[1277] in Commercialization & Privatization of the Internet
Re: Further Info on ANS Agreements Sought
daemon@ATHENA.MIT.EDU (Martin Schoffstall)
Thu Aug 29 22:06:20 1991
In-Reply-To: <9108281553.AA13466@maverick.osc.edu>
Date: Thu, 29 Aug 91 21:02:19 -0400
To: alison@osc.edu
Cc: tmn!cook@uunet.uu.net, com-priv@psi.com, Joel_Maloff@um.cc.umich.edu
From: "Martin Schoffstall" <schoff@mail.psi.net>
Reply-To: schoff@psi.com
Alison,
There is a counter argument for a standard agreement which is called
"fair business practice", completely flexible/customizable business
agreements, pricing etc, can make the playing field very un-level, cause
huge amounts of bad will, and if done in a predatory manner lead to all
kinds of legal problems.
There are a number of organizations throughout the 60's/70's/80's that
ran afoul of these kinds of issues and get mired in a legal quagmire.
And of course national boundaries bring in even larger political issues.
What is interesting is that despite rhetoric to the contrary I've found
evidence to suggest (I'm being mild here) that several network service
providers have provided or proposed services to commercial organizations
at a cheaper price that academia/non-profit - probably to "get the business".
Marty
--------
>DATE: Wed, 28 Aug 1991 11:53:26 -0400
>FROM: alison@osc.edu
>
>OARnet is interested in principle in all three agreements, but would
>prefer that Ittai had made it clearer that the arrangements he described
>are a "for example" and may not pertain to any particular mid-level and
>certainly not to all of them.
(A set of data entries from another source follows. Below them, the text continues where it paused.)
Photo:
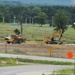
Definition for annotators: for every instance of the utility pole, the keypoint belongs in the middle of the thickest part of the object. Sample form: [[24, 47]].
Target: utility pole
[[14, 19], [3, 20], [52, 20]]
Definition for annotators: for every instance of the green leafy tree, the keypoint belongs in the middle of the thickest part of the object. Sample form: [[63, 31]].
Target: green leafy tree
[[41, 18], [61, 20]]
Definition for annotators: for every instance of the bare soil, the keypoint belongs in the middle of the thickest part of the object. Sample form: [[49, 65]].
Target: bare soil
[[38, 49]]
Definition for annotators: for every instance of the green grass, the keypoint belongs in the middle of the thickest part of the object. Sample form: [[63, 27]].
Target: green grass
[[12, 62], [64, 72], [35, 32]]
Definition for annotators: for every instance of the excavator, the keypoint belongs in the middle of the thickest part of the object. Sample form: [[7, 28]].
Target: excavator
[[51, 39]]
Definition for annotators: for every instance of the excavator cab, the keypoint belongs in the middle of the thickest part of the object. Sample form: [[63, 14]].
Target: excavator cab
[[52, 40]]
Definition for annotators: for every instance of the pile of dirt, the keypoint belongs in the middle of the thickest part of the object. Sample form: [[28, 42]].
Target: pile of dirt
[[38, 49]]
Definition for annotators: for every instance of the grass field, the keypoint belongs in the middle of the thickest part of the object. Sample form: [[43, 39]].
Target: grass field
[[35, 32], [64, 72]]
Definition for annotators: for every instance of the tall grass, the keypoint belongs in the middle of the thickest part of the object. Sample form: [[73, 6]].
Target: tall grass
[[35, 32]]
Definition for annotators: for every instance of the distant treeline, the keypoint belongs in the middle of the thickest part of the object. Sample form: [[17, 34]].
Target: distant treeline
[[27, 13]]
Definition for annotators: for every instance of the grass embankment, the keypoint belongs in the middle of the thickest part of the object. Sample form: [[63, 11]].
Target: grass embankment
[[35, 32], [13, 62]]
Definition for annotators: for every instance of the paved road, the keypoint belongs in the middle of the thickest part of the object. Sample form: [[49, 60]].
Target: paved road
[[36, 57], [31, 69]]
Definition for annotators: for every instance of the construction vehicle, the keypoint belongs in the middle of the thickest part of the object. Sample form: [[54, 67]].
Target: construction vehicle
[[15, 39], [51, 39]]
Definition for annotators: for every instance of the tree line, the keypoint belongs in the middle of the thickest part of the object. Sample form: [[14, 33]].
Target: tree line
[[53, 15], [27, 12]]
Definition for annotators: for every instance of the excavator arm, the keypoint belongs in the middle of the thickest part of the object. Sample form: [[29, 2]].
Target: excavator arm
[[51, 38]]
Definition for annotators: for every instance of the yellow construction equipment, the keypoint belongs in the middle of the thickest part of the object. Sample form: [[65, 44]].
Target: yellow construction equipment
[[15, 39], [51, 40]]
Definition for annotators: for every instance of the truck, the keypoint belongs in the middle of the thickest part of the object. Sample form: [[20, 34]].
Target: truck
[[15, 39]]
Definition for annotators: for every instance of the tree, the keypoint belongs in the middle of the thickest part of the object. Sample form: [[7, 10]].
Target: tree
[[41, 18], [61, 20]]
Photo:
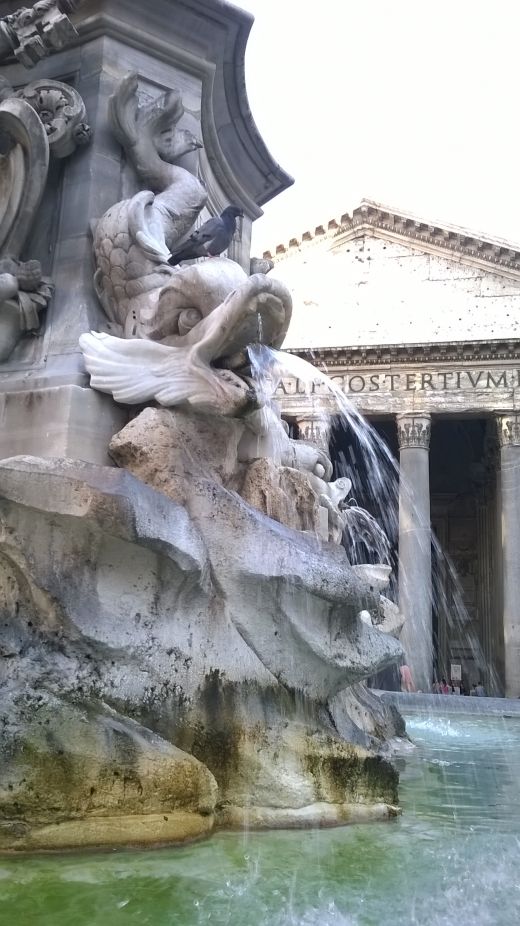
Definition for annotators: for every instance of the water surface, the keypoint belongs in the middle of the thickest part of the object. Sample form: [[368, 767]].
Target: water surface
[[453, 857]]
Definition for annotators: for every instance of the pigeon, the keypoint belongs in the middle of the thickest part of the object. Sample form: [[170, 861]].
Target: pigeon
[[211, 238]]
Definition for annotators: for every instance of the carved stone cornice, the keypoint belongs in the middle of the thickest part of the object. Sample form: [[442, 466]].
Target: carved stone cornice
[[509, 429], [332, 358], [381, 221], [413, 430]]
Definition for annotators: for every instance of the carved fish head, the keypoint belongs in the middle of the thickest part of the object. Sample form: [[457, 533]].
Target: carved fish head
[[173, 143]]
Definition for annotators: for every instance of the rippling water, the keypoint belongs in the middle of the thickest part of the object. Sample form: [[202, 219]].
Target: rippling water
[[452, 858]]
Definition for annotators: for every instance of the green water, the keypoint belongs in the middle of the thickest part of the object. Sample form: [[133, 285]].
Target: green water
[[452, 858]]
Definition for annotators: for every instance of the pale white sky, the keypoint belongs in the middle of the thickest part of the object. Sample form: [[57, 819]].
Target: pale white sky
[[412, 103]]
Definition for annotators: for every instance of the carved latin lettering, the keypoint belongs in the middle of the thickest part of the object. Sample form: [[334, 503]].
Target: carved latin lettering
[[474, 382], [444, 377], [501, 381], [340, 380], [392, 377], [361, 387]]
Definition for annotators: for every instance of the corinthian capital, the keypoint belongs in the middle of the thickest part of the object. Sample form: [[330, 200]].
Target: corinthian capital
[[413, 430], [509, 429]]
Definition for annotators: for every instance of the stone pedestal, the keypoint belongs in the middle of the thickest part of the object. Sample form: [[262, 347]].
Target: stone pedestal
[[415, 583], [509, 439]]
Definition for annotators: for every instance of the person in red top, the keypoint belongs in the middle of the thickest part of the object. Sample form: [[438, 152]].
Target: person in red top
[[406, 678]]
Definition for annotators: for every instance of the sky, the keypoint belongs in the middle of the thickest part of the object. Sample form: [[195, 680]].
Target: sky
[[414, 104]]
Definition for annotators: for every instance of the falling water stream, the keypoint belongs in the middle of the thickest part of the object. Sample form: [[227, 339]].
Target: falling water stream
[[376, 474], [452, 857]]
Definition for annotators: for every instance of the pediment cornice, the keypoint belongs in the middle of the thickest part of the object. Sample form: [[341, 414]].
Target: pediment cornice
[[460, 352], [375, 220]]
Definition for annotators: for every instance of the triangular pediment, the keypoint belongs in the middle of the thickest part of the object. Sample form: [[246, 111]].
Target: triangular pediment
[[382, 277]]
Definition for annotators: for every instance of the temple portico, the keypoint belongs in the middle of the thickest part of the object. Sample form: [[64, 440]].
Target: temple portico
[[457, 448]]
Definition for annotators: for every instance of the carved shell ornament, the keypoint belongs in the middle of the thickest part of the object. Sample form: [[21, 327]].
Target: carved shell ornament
[[183, 330]]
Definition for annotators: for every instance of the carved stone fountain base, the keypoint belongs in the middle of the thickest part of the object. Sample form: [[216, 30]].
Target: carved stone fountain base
[[156, 682]]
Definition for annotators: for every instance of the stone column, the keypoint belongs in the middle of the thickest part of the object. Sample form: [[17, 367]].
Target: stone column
[[315, 428], [415, 564], [509, 439]]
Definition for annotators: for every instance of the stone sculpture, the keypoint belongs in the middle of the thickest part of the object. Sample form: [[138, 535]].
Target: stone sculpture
[[44, 118], [33, 33], [185, 641]]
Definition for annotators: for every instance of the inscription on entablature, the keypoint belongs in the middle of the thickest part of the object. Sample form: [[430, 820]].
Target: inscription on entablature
[[404, 381]]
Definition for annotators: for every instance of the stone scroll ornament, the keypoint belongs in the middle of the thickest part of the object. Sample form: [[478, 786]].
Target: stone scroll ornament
[[33, 33], [46, 117], [177, 334]]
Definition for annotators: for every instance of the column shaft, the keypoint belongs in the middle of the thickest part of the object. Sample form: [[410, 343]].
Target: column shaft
[[415, 566], [509, 437]]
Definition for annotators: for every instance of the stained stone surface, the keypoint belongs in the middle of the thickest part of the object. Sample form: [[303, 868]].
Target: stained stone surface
[[183, 640], [208, 624]]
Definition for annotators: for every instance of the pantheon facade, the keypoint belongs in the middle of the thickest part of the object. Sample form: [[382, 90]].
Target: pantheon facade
[[418, 326]]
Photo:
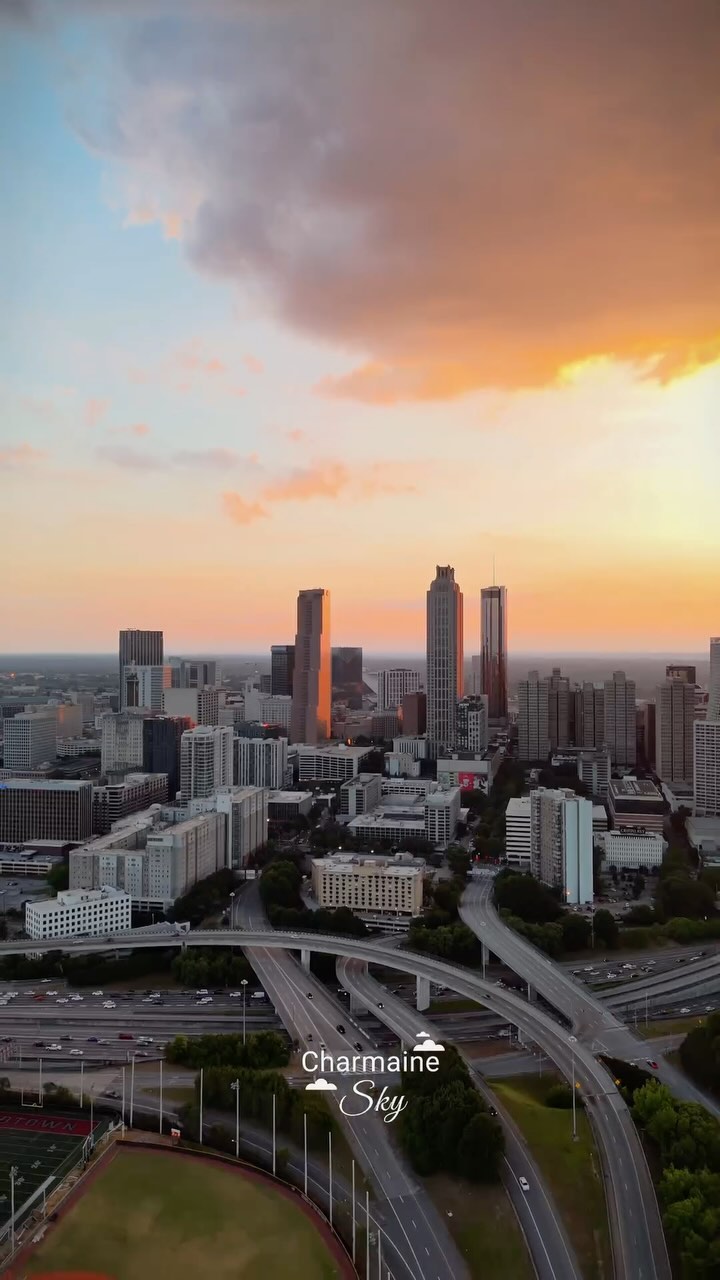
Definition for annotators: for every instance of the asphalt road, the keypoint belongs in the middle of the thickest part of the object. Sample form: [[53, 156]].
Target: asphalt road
[[540, 1220], [418, 1237]]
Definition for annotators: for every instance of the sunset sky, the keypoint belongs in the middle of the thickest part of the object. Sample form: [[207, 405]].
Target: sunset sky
[[305, 293]]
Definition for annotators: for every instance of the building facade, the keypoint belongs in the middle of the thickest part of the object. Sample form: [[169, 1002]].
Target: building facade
[[493, 649], [443, 658], [33, 809], [311, 681], [80, 913]]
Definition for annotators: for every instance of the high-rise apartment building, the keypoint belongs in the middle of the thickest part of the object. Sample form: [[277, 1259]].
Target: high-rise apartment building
[[621, 720], [347, 676], [559, 709], [682, 671], [706, 781], [393, 684], [561, 842], [121, 745], [593, 714], [493, 649], [714, 682], [39, 809], [144, 686], [443, 659], [674, 717], [260, 762], [311, 681], [30, 737], [282, 667], [473, 732], [533, 731], [142, 648], [414, 713], [206, 754]]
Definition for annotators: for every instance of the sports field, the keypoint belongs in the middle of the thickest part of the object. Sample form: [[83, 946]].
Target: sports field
[[156, 1214], [42, 1147]]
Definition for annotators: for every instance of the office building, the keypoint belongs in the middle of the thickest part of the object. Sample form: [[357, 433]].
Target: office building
[[561, 842], [674, 731], [593, 771], [620, 720], [28, 739], [493, 649], [139, 648], [379, 886], [121, 744], [360, 794], [155, 856], [311, 681], [445, 659], [39, 809], [682, 671], [206, 760], [194, 673], [706, 778], [414, 714], [347, 676], [162, 736], [473, 728], [117, 800], [329, 763], [633, 850], [200, 705], [518, 842], [393, 685], [260, 762], [714, 682], [282, 666], [288, 805], [592, 714], [636, 804], [80, 913], [559, 709], [533, 732]]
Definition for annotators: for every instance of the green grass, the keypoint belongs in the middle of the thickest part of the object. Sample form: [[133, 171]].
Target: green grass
[[483, 1226], [150, 1215], [572, 1169], [668, 1027], [455, 1006]]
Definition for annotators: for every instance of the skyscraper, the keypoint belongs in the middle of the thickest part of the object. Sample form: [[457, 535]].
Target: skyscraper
[[142, 648], [533, 732], [493, 649], [311, 681], [621, 720], [674, 716], [445, 658], [282, 666], [714, 684]]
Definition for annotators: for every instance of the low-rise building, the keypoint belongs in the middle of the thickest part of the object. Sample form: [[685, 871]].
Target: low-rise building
[[80, 913], [636, 803], [633, 850], [369, 885]]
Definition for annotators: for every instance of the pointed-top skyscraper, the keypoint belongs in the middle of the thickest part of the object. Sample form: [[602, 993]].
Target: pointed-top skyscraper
[[445, 658]]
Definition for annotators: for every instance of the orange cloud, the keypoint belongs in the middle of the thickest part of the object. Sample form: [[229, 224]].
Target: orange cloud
[[241, 511], [19, 455]]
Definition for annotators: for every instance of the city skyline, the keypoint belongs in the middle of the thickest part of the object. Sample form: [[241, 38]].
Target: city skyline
[[227, 364]]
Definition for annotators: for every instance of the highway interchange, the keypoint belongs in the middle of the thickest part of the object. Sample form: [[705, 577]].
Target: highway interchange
[[639, 1247]]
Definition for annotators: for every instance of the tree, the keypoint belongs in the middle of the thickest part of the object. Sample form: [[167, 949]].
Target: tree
[[606, 928]]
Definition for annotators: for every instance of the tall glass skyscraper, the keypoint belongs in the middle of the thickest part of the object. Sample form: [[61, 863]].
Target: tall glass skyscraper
[[493, 649]]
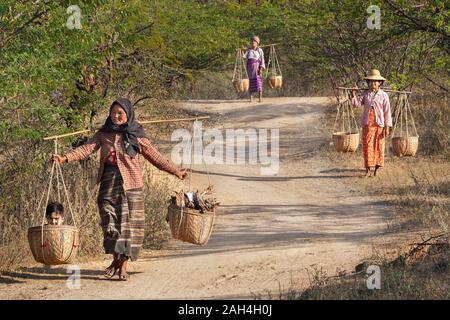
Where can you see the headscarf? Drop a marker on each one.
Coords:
(256, 38)
(131, 130)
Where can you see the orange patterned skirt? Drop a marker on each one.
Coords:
(373, 144)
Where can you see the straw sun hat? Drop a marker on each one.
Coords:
(374, 74)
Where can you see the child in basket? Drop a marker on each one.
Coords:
(54, 213)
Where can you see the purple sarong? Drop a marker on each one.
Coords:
(255, 79)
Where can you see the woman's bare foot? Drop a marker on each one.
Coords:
(377, 171)
(123, 275)
(112, 269)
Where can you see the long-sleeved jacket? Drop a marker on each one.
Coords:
(130, 168)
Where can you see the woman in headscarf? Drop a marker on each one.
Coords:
(255, 65)
(376, 120)
(121, 141)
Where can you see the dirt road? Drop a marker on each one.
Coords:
(271, 231)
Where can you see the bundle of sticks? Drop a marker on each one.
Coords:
(203, 201)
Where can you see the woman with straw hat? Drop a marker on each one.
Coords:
(121, 141)
(255, 64)
(376, 120)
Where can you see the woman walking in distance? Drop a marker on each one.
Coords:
(376, 120)
(255, 65)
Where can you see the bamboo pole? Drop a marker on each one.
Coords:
(387, 90)
(66, 135)
(174, 120)
(267, 45)
(141, 122)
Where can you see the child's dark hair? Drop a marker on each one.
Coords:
(54, 207)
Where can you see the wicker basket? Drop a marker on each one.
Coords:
(241, 85)
(59, 246)
(346, 141)
(405, 146)
(275, 82)
(195, 227)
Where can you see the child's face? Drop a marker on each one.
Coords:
(118, 115)
(55, 219)
(374, 85)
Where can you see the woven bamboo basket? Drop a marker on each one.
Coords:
(405, 146)
(275, 82)
(57, 244)
(346, 141)
(195, 227)
(241, 85)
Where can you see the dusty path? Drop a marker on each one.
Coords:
(271, 230)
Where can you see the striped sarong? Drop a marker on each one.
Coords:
(373, 144)
(121, 215)
(255, 79)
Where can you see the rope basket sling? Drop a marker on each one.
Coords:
(404, 142)
(51, 244)
(240, 78)
(187, 224)
(273, 71)
(347, 139)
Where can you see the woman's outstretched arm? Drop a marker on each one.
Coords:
(82, 152)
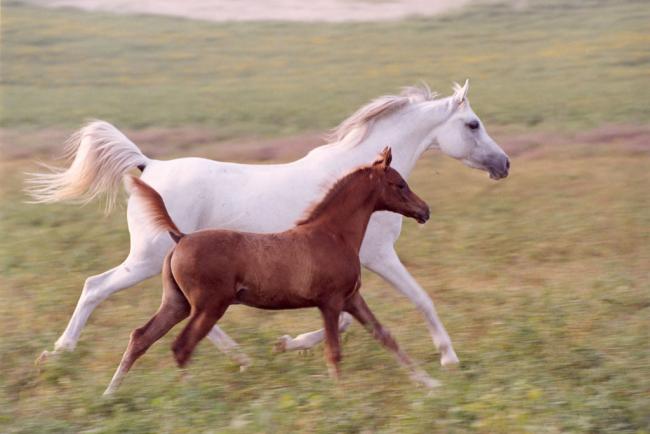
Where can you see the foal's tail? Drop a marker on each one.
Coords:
(155, 208)
(100, 156)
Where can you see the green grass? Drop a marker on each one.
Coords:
(541, 280)
(551, 65)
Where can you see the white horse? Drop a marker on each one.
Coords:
(202, 193)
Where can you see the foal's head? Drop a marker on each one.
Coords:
(394, 193)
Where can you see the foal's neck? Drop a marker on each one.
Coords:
(346, 211)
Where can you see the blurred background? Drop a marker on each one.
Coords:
(542, 280)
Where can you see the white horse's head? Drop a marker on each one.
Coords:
(462, 136)
(415, 121)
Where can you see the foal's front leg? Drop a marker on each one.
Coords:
(362, 313)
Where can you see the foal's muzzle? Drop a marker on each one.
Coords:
(498, 167)
(422, 216)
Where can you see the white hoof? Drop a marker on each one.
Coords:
(45, 356)
(282, 344)
(244, 362)
(449, 358)
(426, 381)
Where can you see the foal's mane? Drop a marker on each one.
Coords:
(318, 208)
(375, 109)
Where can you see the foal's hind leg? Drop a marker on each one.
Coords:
(229, 347)
(362, 313)
(201, 321)
(332, 343)
(173, 309)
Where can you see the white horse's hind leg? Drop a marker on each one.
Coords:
(308, 340)
(389, 267)
(97, 289)
(229, 347)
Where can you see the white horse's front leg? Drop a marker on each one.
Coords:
(308, 340)
(388, 266)
(97, 289)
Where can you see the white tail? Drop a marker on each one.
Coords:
(101, 155)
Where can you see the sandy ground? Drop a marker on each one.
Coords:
(263, 10)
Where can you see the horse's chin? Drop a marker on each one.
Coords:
(496, 175)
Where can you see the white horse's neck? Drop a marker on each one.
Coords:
(408, 131)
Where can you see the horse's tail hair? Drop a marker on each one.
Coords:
(100, 156)
(155, 209)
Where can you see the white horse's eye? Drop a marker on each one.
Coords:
(473, 125)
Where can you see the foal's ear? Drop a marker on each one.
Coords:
(384, 159)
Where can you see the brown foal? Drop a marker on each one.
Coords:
(314, 264)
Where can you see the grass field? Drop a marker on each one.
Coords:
(554, 64)
(542, 280)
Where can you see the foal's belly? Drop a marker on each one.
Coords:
(271, 301)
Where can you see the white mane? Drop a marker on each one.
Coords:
(360, 121)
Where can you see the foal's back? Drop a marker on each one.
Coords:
(297, 268)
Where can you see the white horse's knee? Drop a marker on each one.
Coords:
(93, 291)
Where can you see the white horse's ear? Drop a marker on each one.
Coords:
(384, 159)
(460, 93)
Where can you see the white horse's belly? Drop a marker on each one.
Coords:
(202, 194)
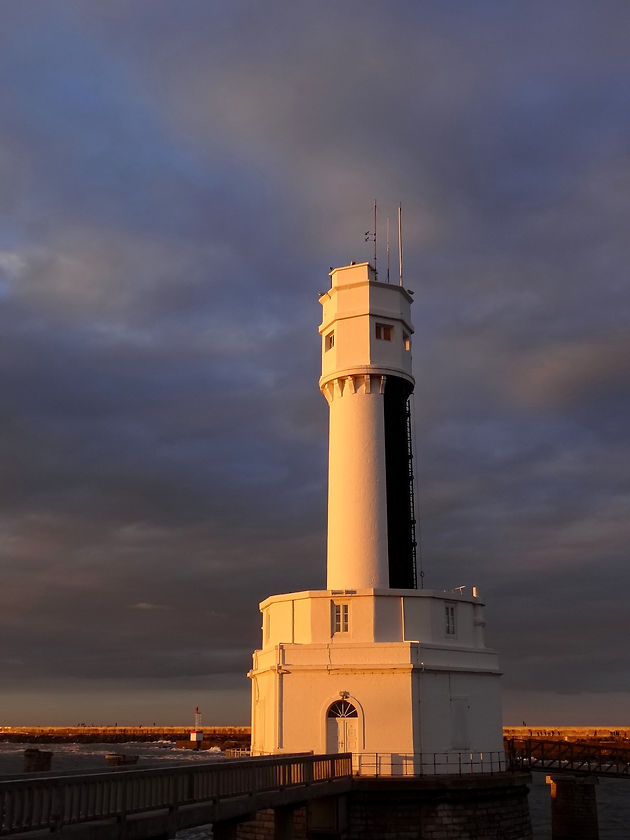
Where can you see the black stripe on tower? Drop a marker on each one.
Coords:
(399, 474)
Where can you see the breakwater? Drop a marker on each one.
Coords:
(569, 733)
(224, 737)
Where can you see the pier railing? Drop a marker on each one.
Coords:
(428, 764)
(31, 804)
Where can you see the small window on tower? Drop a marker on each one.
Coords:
(384, 332)
(449, 615)
(340, 618)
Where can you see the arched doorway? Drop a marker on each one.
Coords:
(342, 727)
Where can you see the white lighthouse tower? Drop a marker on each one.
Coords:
(399, 676)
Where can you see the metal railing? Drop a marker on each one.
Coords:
(48, 802)
(428, 764)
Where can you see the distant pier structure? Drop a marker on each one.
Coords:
(399, 676)
(375, 665)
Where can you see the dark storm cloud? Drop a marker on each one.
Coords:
(176, 181)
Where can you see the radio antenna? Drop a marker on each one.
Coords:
(388, 249)
(400, 244)
(375, 271)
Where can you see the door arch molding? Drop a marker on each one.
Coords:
(360, 718)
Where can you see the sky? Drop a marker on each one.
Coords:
(177, 179)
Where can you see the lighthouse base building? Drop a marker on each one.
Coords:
(402, 679)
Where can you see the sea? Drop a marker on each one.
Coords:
(613, 795)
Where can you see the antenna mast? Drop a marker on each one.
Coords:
(375, 271)
(400, 244)
(388, 249)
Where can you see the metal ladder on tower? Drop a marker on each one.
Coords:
(412, 506)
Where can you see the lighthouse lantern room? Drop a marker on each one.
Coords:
(372, 665)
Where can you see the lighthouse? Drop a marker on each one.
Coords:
(399, 676)
(366, 379)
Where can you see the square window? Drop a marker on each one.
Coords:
(340, 618)
(384, 332)
(449, 615)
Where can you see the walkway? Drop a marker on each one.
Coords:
(138, 804)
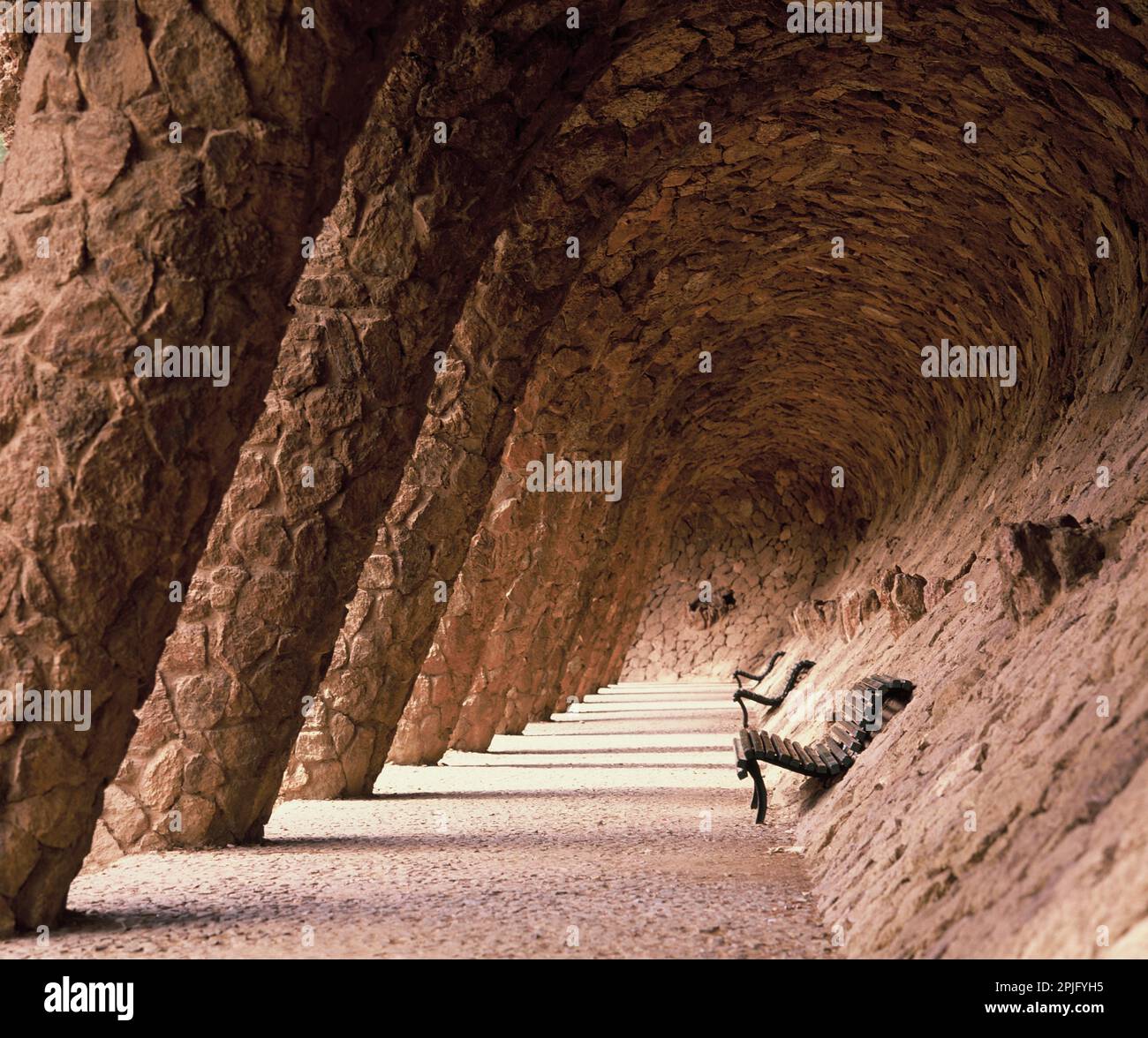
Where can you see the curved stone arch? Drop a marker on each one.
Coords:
(192, 244)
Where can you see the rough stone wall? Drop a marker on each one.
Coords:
(394, 288)
(14, 50)
(746, 543)
(191, 244)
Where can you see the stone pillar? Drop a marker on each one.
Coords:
(119, 229)
(271, 596)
I consider any agreement OARnet might make
>with ANS to be sensitive information, and certainly would not expect ANS
>to share it with com-priv (or anyone else, for that matter).
>
>I have no objection to ANS talking about the broad outlines of the types
>of agreements it would like to make with the mid-levels, but to think that
>a single public agreement is likely to be signed by all the mid-levels
>(at least in the Cooperative Agreement) is naive, and to imply that is
>the case would be somewhat counter-productive for ANS.